As could be suspected, I am already working on the new project I have titled “Kingdom Next Door. Life in the Light of the Other World.” The new project seeks to leverage on the mind’s affinity inquisitiveness in trying to explain what the world to come has to offer in relation to the meaning of life. Kingdom Next Door as a book, will endeavour to offer a rare chance of an exciting ride for those adventurous enough to tiptoe into what lies ahead in the world next door: the heavenly city. It hopes to engage a reader into serious reflection on seeming basic questions about life such as, what are we doing here on earth? Questions of this nature and many others about life basic as they might appear, have a great bearing on the meaning of life and would aid humanity not to treat the body we occupy as if it were permanent. In any case, the questioning of life should be one major reason for the human race to unite to avoid anyone of us wandering about with no fixed destination.
Europe Books thanks the author Francis Chanda once again for taking the time and answering our questions. We are really pleased to have walked alongside him on the editorial path that led to the publication of his book Of demons and angels.
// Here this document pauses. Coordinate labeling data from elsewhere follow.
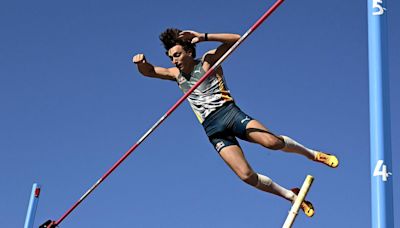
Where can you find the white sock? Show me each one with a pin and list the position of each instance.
(295, 147)
(267, 185)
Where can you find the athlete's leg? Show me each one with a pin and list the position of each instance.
(234, 157)
(258, 133)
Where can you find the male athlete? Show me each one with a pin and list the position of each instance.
(216, 110)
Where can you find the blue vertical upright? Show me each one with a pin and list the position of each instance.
(381, 155)
(33, 201)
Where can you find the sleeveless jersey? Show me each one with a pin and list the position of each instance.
(211, 94)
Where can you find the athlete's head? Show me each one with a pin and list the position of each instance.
(178, 50)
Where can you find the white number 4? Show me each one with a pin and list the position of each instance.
(381, 170)
(376, 5)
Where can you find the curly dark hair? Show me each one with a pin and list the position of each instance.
(169, 38)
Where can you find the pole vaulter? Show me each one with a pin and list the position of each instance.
(55, 223)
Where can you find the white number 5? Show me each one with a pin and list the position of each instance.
(381, 172)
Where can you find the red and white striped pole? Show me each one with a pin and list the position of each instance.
(208, 73)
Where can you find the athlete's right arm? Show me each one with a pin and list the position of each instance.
(149, 70)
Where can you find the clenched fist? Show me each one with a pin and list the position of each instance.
(139, 58)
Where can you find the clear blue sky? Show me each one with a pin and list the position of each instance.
(72, 103)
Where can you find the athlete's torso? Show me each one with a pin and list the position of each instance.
(209, 95)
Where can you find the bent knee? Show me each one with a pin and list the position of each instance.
(274, 143)
(249, 177)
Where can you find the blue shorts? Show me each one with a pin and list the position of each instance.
(225, 124)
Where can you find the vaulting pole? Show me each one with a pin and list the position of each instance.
(300, 198)
(380, 139)
(51, 224)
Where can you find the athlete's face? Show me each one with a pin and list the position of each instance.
(180, 58)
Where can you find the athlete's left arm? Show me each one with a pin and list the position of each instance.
(227, 39)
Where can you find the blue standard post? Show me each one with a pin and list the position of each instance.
(380, 139)
(34, 199)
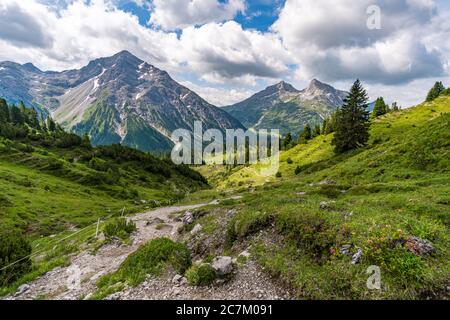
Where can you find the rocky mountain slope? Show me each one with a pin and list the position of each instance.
(284, 107)
(114, 99)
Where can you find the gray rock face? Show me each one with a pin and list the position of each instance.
(222, 265)
(356, 258)
(420, 247)
(134, 103)
(284, 107)
(188, 218)
(197, 229)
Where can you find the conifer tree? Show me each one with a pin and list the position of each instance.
(16, 116)
(380, 108)
(352, 122)
(437, 89)
(4, 111)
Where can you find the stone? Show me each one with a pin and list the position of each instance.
(324, 205)
(188, 218)
(22, 289)
(345, 249)
(419, 247)
(197, 229)
(356, 258)
(177, 279)
(222, 265)
(326, 183)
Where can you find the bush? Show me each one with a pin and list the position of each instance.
(14, 247)
(201, 275)
(120, 228)
(150, 258)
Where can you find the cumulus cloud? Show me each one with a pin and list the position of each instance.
(178, 14)
(331, 40)
(226, 52)
(218, 96)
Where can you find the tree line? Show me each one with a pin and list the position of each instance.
(351, 122)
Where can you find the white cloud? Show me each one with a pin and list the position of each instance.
(225, 52)
(218, 96)
(331, 40)
(178, 14)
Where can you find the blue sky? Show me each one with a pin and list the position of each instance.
(227, 50)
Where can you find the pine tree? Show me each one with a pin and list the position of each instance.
(16, 116)
(395, 107)
(51, 125)
(316, 131)
(380, 108)
(437, 89)
(287, 140)
(352, 122)
(4, 111)
(307, 131)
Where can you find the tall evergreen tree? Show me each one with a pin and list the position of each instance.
(287, 140)
(352, 122)
(16, 116)
(51, 125)
(316, 131)
(437, 89)
(4, 111)
(380, 108)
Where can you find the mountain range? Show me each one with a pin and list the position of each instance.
(122, 99)
(283, 107)
(119, 99)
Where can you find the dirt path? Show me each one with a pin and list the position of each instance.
(62, 283)
(249, 281)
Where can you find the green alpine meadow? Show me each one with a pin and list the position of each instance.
(225, 158)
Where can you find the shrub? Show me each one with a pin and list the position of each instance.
(201, 275)
(150, 258)
(13, 247)
(120, 228)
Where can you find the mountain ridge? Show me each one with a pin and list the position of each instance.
(283, 106)
(116, 99)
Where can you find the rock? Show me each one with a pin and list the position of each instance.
(419, 247)
(177, 279)
(345, 249)
(356, 258)
(245, 254)
(114, 296)
(188, 218)
(324, 205)
(222, 265)
(326, 183)
(197, 229)
(22, 289)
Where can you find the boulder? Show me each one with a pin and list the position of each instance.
(356, 258)
(188, 218)
(222, 265)
(419, 247)
(22, 289)
(197, 229)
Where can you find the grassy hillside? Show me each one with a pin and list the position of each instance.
(375, 199)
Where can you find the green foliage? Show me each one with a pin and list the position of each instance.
(201, 275)
(150, 258)
(434, 92)
(381, 108)
(14, 255)
(119, 228)
(352, 125)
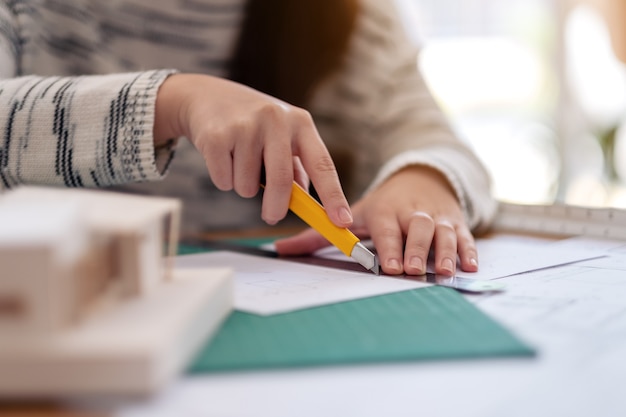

We wish him the best of luck for his book and for his future works.
To you, my dear reader, I wish this book will be able to make you reflect with greater attention and knowledge of the facts on how Christianity must be lived, that is, with the utmost commitment, lived consistently in relation to God, without compromising on the road.
So, my dear reader, all I have to say is to enjoy this very interesting and reflective reading!